Woodruff’s report also showed larger support from Steelers owner Art Rooney and his wife Greta. The original report showed a $25,000 donation from Art Rooney on March 27th, the final day of the reporting period, and a $5,000 donation from Greta Rooney on February 22nd. The amended report showed only a $5,000 donation from Art Rooney on February 22nd and no donations from Greta. Attempts to contact Rooney were not successful.
Woodruff currently serves on the Allegheny County Court of Common Pleas. He played cornerback for the Steelers from 1979 to 1990.
The reports also had discrepancies with campaign loans. The original filing showed that Woodruff loaned his campaign $75,000 and his wife, Joy Maxberry Woodruff, loaned the campaign $25,000 on January 30th. In the amended report, there was only one loan from Woodruff to his campaign of $10,000 on January 13th.

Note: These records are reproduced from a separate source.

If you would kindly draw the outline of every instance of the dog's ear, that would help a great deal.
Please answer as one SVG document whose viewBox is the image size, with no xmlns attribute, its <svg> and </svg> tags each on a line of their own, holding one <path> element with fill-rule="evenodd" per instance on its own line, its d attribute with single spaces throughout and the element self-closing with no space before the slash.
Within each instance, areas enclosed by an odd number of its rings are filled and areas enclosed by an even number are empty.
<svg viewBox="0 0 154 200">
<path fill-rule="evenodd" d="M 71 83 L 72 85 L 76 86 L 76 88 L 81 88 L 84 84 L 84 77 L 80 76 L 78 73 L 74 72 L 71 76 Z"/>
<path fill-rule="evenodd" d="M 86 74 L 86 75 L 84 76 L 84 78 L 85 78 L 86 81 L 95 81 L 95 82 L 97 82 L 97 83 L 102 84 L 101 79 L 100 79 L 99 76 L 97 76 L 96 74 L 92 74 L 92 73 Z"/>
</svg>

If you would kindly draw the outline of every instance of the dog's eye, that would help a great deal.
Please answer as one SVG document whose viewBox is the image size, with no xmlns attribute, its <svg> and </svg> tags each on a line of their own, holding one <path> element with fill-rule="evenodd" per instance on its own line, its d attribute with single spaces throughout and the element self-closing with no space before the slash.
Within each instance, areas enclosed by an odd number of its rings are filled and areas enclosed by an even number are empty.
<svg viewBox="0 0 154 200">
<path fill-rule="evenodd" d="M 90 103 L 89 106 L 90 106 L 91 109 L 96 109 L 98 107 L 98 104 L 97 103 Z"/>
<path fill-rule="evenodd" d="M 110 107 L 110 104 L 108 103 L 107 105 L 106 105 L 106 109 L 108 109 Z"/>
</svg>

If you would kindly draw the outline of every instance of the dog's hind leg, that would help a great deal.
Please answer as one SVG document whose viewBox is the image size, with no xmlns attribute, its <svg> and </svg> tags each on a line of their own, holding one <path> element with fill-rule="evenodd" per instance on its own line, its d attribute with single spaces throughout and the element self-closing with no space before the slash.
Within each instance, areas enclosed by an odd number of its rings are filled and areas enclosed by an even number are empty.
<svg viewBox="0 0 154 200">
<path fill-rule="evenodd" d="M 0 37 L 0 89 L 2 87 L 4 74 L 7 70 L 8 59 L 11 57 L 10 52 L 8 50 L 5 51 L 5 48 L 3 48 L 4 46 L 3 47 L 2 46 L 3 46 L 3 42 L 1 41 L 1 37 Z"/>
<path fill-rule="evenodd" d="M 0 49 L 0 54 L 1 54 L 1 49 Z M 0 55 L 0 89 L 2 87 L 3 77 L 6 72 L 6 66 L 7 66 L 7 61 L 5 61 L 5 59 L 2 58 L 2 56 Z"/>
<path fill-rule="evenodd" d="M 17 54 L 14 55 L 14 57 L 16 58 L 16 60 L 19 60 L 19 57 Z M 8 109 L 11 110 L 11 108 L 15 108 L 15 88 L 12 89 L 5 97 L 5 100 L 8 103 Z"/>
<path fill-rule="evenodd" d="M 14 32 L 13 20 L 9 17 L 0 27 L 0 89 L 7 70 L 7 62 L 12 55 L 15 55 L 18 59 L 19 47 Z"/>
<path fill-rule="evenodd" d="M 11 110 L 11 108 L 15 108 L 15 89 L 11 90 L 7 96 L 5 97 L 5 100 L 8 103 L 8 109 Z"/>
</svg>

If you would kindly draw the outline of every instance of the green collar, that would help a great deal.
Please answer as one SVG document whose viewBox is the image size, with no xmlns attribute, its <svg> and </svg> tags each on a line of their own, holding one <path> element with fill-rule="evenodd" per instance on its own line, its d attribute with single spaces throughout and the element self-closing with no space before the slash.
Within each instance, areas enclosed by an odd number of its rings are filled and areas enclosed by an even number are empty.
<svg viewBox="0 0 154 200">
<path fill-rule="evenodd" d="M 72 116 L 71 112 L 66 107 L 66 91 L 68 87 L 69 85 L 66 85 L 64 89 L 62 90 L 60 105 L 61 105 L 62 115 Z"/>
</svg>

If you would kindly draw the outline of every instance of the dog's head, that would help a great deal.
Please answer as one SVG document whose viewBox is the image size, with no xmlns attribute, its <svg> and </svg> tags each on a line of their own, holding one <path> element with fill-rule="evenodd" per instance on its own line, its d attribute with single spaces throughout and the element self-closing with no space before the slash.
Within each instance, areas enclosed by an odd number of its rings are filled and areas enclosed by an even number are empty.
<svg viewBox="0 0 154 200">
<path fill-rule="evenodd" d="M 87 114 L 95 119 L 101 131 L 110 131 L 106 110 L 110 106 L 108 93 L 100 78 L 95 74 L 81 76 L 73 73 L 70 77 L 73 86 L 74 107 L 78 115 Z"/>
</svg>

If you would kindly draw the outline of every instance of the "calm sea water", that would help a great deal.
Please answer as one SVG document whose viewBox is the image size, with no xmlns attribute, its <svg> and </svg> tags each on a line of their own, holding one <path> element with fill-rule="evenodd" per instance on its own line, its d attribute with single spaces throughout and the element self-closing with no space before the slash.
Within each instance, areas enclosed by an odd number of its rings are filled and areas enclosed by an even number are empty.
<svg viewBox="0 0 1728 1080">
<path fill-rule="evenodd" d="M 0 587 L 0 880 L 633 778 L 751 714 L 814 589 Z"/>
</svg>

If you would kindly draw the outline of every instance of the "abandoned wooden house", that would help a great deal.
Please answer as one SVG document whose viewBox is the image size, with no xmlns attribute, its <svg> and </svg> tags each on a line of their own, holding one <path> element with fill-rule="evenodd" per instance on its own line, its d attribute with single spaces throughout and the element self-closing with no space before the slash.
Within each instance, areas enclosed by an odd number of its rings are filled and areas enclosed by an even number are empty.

PoliticsPA spoke with half a dozen fundraising consultants on both sides of the aisle. The Democratic fundraisers requested anonymity so they could candidly discuss their party’s nominee. They said the change could be the result of a bookkeeping error, cold feet by several donors, or strategic deception. There is no indication of any impropriety, they all agreed.
“I have never heard of filing an amended report that took away donations and loans, or changing donations from $75,000 to $5,000,” Chris Nicholas, a Republican consultant, told PoliticsPA.
There are many reasons that could have caused the campaign to have to file an amended report, including misclassifying loans as donations or vice-versa. The money could have been pledged to the campaign and recorded as a donation before the check came through. This would account for the need for an amended report, but the subsequent reports have not seen the money come in.
Some fundraising consultants said that the amended report shows that the Woodruff campaign was trying to show strength: a way to deter other candidates considering a primary bid. It could also be a play for earned media and additional donors. Woodruff was unopposed in the Democratic primary.
Multiple sources PoliticsPA spoke with about the reports said that the reports raised questions about the bookkeeping of the campaign.
Woodruff’s Cycle 2 report, which cover March 28th through May 1st, and his Cycle 3 report, which covers May 2nd through June 5th, do not include any of the donations or loans that were removed in the amended Cycle 1 report.
In his Cycle 3 filing, Woodruff’s campaign reported raising $42,815 and having $21,041 cash on hand.
After the primary, state parties often take over the fundraising and day to day running of judicial campaigns, making these issues less of a priority after the primary. In all Pennsylvania judicial races, candidates are not permitted to personally solicit contributions, so there is a degree of separation from the process not experienced by legislative or executive candidates.
Woodruff is running in the general election against Republican candidate Justice Sallie Mundy. Mundy is currently serving on the Supreme Court after an appointment by Governor Tom Wolf. In the latest report, Mundy reported raising $56,100 and having $250,666 cash on hand.